NEWS & EVENTS
The National Park Service has blackballed my book, in favor of protecting the theory that an abnormal rain storm was the lone cause of the flood. They hold up David McCullough's book as the most accurate portrayal of the 1889 Johnstown flood, even though his telling of the story begins on the day before and provides no context of the events leading up to the flood.
They have also denied University of Pittsburgh research that proves the dam was built with both primary and secondary spillways (available at http://www.heliyon.com/article/e00120).
In support of these statements, I present here my correspondence with the National Park Service.
National Park Service letter detailing their justification for blackballing my book:
Some examples of issues I have with 'The
Johnstown Flood' by David McCullough
Here is a one page timeline of relevant events:
Andrew Carnegie born Nov, 1835. He was 17 yrs old in 1853 when hired by Tom Scott at the P.R.R. Western Division (which had just been completed). In 1859 he was promoted to Superintendent of the P.R.R. (Altoona - Pittsburgh) which included the South Fork dam (Western Reservoir)

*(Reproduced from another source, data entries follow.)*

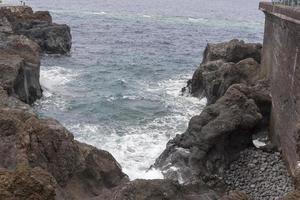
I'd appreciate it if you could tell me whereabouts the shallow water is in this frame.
[6,0,263,179]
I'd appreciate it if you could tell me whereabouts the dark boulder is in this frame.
[113,180,219,200]
[0,36,42,104]
[202,39,262,64]
[185,40,261,104]
[17,24,72,54]
[155,84,264,189]
[0,107,128,200]
[0,6,72,54]
[191,58,260,104]
[220,192,250,200]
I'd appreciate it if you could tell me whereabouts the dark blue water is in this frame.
[5,0,263,179]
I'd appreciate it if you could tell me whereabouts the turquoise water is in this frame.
[4,0,263,179]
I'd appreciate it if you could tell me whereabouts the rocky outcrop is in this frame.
[0,6,72,54]
[202,39,262,64]
[113,180,220,200]
[0,35,42,104]
[0,108,127,199]
[221,192,250,200]
[0,165,56,200]
[155,81,264,185]
[188,40,261,104]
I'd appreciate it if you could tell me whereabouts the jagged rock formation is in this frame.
[0,35,42,104]
[0,6,224,200]
[0,6,72,54]
[155,84,263,183]
[188,40,261,104]
[221,192,250,200]
[113,180,219,200]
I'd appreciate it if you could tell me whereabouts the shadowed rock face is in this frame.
[0,165,56,200]
[113,180,219,200]
[0,6,72,54]
[221,192,250,200]
[0,36,42,104]
[0,108,127,199]
[202,39,262,64]
[155,83,267,188]
[188,40,261,104]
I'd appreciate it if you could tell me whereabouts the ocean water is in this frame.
[5,0,264,179]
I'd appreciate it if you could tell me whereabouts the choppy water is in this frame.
[4,0,263,179]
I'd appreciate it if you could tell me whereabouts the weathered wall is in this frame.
[260,2,300,174]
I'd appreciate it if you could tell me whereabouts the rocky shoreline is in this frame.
[0,6,298,200]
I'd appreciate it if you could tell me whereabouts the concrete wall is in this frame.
[259,2,300,175]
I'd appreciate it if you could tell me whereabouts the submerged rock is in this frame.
[0,6,72,54]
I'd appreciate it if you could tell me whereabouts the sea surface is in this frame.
[4,0,264,179]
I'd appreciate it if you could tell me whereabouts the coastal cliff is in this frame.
[0,2,299,200]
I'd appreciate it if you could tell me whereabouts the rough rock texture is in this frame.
[192,58,260,104]
[0,35,42,104]
[224,148,294,200]
[221,192,250,200]
[0,165,56,200]
[260,2,300,175]
[202,39,262,63]
[188,40,261,104]
[0,6,72,54]
[155,81,267,186]
[0,108,127,199]
[113,180,219,200]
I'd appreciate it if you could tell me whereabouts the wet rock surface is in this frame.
[155,84,263,186]
[224,148,294,200]
[0,6,72,54]
[0,35,42,104]
[114,180,219,200]
[187,40,261,104]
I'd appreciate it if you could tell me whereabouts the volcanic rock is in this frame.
[155,81,263,187]
[0,6,72,54]
[0,35,42,104]
[113,180,219,200]
[0,108,128,200]
[202,39,262,64]
[185,40,261,104]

Time line between 1860 and 1890:
1862-Andrew Carnegie starts Piper & Shiffler Bridge Co. (it becomes Keystone Bridge); Dam is drained (after break?); Iron pipes available for the taking (81.47 tons, enough for two iron railroad bridges; Did Carnegie take iron from dam during the period he was in charge of the Western Division of PRR, c. 1859- 1865?)
1864-Carnegie starts Cyclops Mill to supply parts to his bridge co., partners are Tom Miller, and Piper & Shiffler, then merged it with Kloman & Phipps Mill
& Tom Carnegie to form The (Union Mill) very busy period but makes NO iron of his own.

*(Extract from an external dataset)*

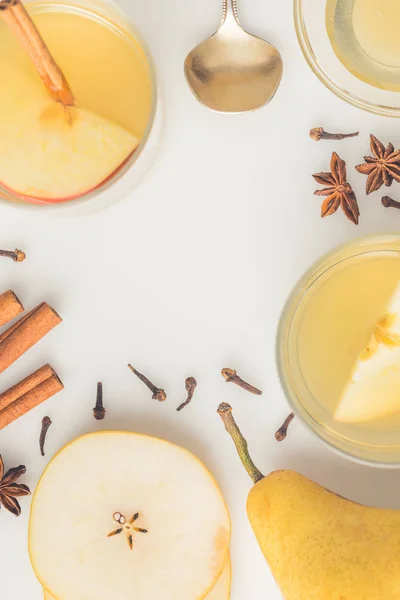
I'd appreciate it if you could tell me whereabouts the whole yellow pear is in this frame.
[218,404,400,600]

1865-Andrew Carnegie leaves PRR; John Reilly promoted to supervisor; Robert Pitcairn given Carnegie’s position as supervisor of Western Division of PRR
1867 – Carnegie moves to N.Y. City
1868-Carnegie’s Keystone Bridge Co. starts Eads Bridge across the Mississippi at St. Louis
1869 – Cambria starts construction of 2x6 ton, 6th Bessemer in country, changes name to Cambria Steel Co.

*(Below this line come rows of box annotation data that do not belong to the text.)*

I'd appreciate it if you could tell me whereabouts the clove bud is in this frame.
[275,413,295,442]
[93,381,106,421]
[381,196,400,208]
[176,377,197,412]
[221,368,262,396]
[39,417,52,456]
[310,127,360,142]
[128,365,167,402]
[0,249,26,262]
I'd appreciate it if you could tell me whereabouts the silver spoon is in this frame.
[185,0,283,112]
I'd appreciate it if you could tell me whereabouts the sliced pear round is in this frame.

1871 – Carnegie starts to build “Lucy” blast furnace
1872, Summer - “Lucy Furnace” makes first blow (first time Carnegie made his own iron)
1873 – Capt. Jones leaves Cambria with 200 men for Edgar Thomson Works
1874 – Cambria Iron Company still largest in country if not the world
1875 -John Reilly leaves employment of PRR and serves in congress; John Reilly buys South Fork Dam for $2,500; Edgar Thompson Works makes 1st blow with 2x7 ton Bessemer converters in August
1877 - Reilly loses reelection bid, is rehired by PRR as Supervisor 1879 - Reilly sells dam for $2,000 to Ruff representing South Fork Fishing & Hunting Club (SFF&HC); Reilly is paid $500 for (missing?) pipes; SFF&HC starts repairs to dam before receiving charter, which was approved on Nov 11 1881 - Reconstruction of dam completed with breast lowered and fish screen fabricated and installed in the primary spillway. 1889, May 31 - dam fails, Johnstown Flood (Carnegie’s Edgar Thompson Works is now the largest steel company in country)
In 1891 an American Society of Civil Engineers (ASCE) report Titled “Francis et. al., 1891” cleared SFF&HC of wrongdoing, attributing the flood to an abnormal rain storm. That study claimed that the dam had only a single spillway which they concluded was inadequate to control the volume of incoming water from the storm, but they based those conclusions on the dam's condition after the modifications which were made by SFF&HC. I have searched, but have been unable to find any information proving who paid for that report? Furthermore, the University of Pittsburgh study completed in October 2016, linked at the top of this page, contradicts the 1891 report with the following conclusion:
"The ASCE review of the South Fork dam (Francis et al., 1891) and supporting calculations appear to us to have been biased in favor of the dam owners, thereby helping to shield the SFFHC, in a historic engineering sense, from subsequent liability claims or even the perception of liability in the wake of the disaster. We believe an injustice was thereby done to the more than 2200 people who lost their lives and to the survivors."
Even in the face of this new study, which was completed with more accurate modern engineering and measurement techniques, the National Park Service continues to support the claim that the dam was improperly designed with an inadequate, single spillway!